L’importance élevée de la corrélation observée est également renforcée en rapport avec la magnitude sismique, le pic de corrélation devient progressivement plus grand. La corrélation entre les grands tremblements de terre dans le monde et la densité de protons modulée par l’activité solaire apparaît alors fortement évidente et significative.

Une fois qu’une forte corrélation entre la densité de protons, générée par le vent solaire, et les grands tremblements de terre dans le monde entier a été évaluée, l’étape suivante consiste à vérifier s’il existe un mécanisme physique qui pourrait expliquer un tel résultat. Plusieurs mécanismes ont été proposés, jusqu’à présent, pour le déclenchement solaire-terrestre des tremblements de terre.

En particulier, Sobolev et Demin ont étudié les effets piézoélectriques dans les roches générés par de grands courants électriques. Notre corrélation observée implique qu’un potentiel électrique élevé se produit parfois entre l’ionosphère, chargée par la haute densité de protons générée à des distances plus élevées, et la Terre.
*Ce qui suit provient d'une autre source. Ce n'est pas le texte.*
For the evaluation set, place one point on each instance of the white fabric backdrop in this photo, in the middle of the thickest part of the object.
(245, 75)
Un tel potentiel aussi élevé pourrait générer, à la fois de manière directe ou déterminante, par induction électrique, des altérations du potentiel souterrain normal, une décharge électrique, canalisée en profondeur par des failles importantes, qui représentent des canaux préférentiels hautement conducteurs.

Un tel courant électrique générerait par effet piézoélectrique, une impulsion déformation/contrainte pourrait déstabiliser et créer la rupture terrestre. Cela ne représenterait alors qu’un petit effet déstabilisateur sur une faille déjà chargée de manière critique. Ainsi, le cycle sismique serait de toute façon dominé par des phénomènes tectoniques, mais ce petit effet de déclenchement externe pourrait générer la corrélation observée entre les tremblements de terre mondiaux.

Ces types d’effets, induits par un potentiel électrique élevé entre l’ionosphère et la Terre, devraient probablement s’accompagner de décharges électriques dans l’atmosphère, qui provoqueraient des phénomènes de luminescence. En fait, il existe de nombreuses observations de phénomènes macroscopiques de luminescence (appelés Earthquake Lights) avant et accompagnant les grands tremblements de terre.

De plus, ces phénomènes pourraient également provoquer de forts effets électromagnétiques, qui seraient enregistrés sous forme d’ondes radio; même de tels phénomènes ont été largement signalés comme accompagnant et généralement précédant de grands tremblements de terre. Plus généralement, de nombreuses anomalies électromagnétiques, souvent bien évidentes, sont de plus en plus fréquemment rapportées associées à des tremblements de terre modérés à importants. La littérature scientifique récente regorge d’hypothèses sur la manière dont de tels effets électromagnétiques, associés à de grands tremblements de terre, pourraient être générés.

Cet article donne la première preuve, fortement statistiquement significative, d’une corrélation élevée entre les grands tremblements de terre mondiaux et la densité de protons près de la magnétosphère, due au vent solaire. Ce résultat est extrêmement important pour la recherche sismologique et pour d’éventuelles implications futures sur les prévisions sismiques.

Il est important de noter que notre hypothèse implique seulement que la densité de protons agirait comme un petit déclencheur supplémentaire pour provoquer la fracture sur des failles déjà chargées de manière critique, produisant ainsi la corrélation sismique observée à grande échelle.